Chim↑Pom’s work is very much about the disaster, as are later exhibits, such as a haunting video by Hikaru Fujii of a forest in Iitate, near the Fukushima nuclear power plant; Fuyuki Yamakawa’s “Atomic Guitar (Mark I/Stratocaster-type, Mark II/Stratocaster-type (Left Handed),” an ironic depiction of an electric guitar that is rigged to play when it detects radioactivity; and a series of photographs of the tsunami-damaged town of Rikuzentakata by Naoya Hatakeyama.

Meanwhile, other exhibits that were made for the disaster’s victims include Noboru Tsubaki’s bicycle with a trailer affixed, a sample of the kind of equipment he organized to have sent north in the quake’s aftermath; documentation of artist Tanotaiga’s sludge-removal project, for which he marshaled volunteers to help clean up the mud left by the tsunami; Takehiko Sanada’s “Prefab Coat EGB11” project of multipurpose cloth sheets that can be utilized as tents, bags, toys or blankets; and many others.

One of the problems with combining these two types of “art” is that in many cases art of the “for” type is not art at all. It is simply a form of volunteerism — a perfectly admirable form, mind you.

Takehisa acknowledged this in explaining to The Japan Times her thinking behind the exhibition.

“The key focus of the exhibition is to show the public what it was that artists were doing in the aftermath of the disaster,” she said. “It’s the job of the curator to keep tabs on what artists do, regardless of whether it is in the aftermath of a natural disaster or not.”

Takehisa’s decision to focus on “what artists were doing” meant she avoided the task of determining whether what they were doing was art.

“I still haven’t really gone through the process of deciding if each exhibit is art or not,” she said. “Some artists aren’t sure themselves. I think that ambiguity is one of the key traits of the show.”

In some ways this all-inclusive approach makes sense. Perhaps the disasters will change our perception of what it means to call something “art.” Perhaps it will represent the arrival of an age in which such distinctions no longer matter.

Takehisa writes on the exhibition website that the emergence of this kind of art-that-might-not-be-art represents a “renewed questioning of the concept of art as established by modernity,” and that it demonstrates “the sort of role that art ought to play in society.”

That’s a big claim. Art ought to contribute to sludge removal? Art ought to facilitate the sending of messages of support from a Los Angeles beach to the other side of the world? That is tantamount to saying art ought to have utility.

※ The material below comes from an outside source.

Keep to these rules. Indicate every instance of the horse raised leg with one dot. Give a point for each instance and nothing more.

If so, I’m not sure I agree. What is clear is that the approach taken by Takehisa and perhaps many of the artists included in the show is one that wholly embraces the trend for community-based, collaborative art projects that have become popular over the last 15 years.

In some ways, the March 11 crisis provided the ultimate canvas for the kind of artists who grew up with — and whose practice has been shaped by — now-common events such as Echigo-Tsumari Triennale, which expressly attempts to marshal art to the cause of rural revival.

For such artists, art is indeed not just about something; it is for something.

But the fact is that in the context of an exhibition, in an art museum, such art tends to appear woefully lacking.

“Artists and the Disaster: Documentation in Progress” at Contemporary Art Gallery, Art Tower Mito runs till Dec. 9, 2012; 9:30 a.m.-6 p.m. ¥800. Closed Mon. www.arttowermito.or.jp.